Did Japan spray looters and rioters with blue dye to identify and arrest them later? No, that's not true: A photo used to make that claim was taken at a pro-democracy protest in Hong Kong in August of 2019. Dyed blue water was not used against those protesters who objected to changes imposed by China. Looting is remarkably rare in Japan and we could find no documented instances of Japanese police spraying looters or rioters with colored dye.

The claim appeared in a post (archived here) shared on Facebook on June 10, 2020. It featured the photo from Hong Kong with text that read:

Japan sprays looters and rioters with indelible blue dye so they can be identified and arrested later. How about it America?

This is what the post looked like on Facebook at the time of writing:

Facebook screenshot

(Source: Facebook screenshot taken on Wed Jun 24 20:03:20 2020 UTC)

Tagging protesters with dyed water is not just a tactic that's used in Hong Kong, it has been used during protests in India, Hungary, Indonesia, and Israel.

Water cannons, with or without dyed water, has not commonly been used in the United States since it became associated with efforts to suppress civil rights demonstrators in the 1960s. When young people marched in the streets of Birmingham, Alabama, in 1963, the city's public safety commissioner Eugene "Bull" Connor ordered firefighters to blasts them with fire hoses.

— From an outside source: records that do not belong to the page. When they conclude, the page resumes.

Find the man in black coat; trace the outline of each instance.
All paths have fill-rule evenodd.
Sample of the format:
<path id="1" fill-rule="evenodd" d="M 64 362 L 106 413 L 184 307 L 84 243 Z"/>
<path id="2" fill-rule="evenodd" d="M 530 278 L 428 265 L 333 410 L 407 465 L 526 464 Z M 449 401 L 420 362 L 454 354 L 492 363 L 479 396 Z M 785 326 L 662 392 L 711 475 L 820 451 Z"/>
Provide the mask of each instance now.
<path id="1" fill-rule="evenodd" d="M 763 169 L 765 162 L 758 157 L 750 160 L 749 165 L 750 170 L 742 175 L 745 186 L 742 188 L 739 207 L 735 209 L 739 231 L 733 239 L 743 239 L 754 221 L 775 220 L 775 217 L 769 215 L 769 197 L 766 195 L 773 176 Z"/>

Japan is not known for having a looting problem. When a magnitude 9 earthquake hit Japan in 2011, journalists wrote about how remarkable the absence of looting was in Japan. Some observers credit that to cultural precedents and a legal system that rewards honesty more than most.

Thousands of people did protest in the streets of Japan after the George Floyd killing, but they remained peaceful and dry.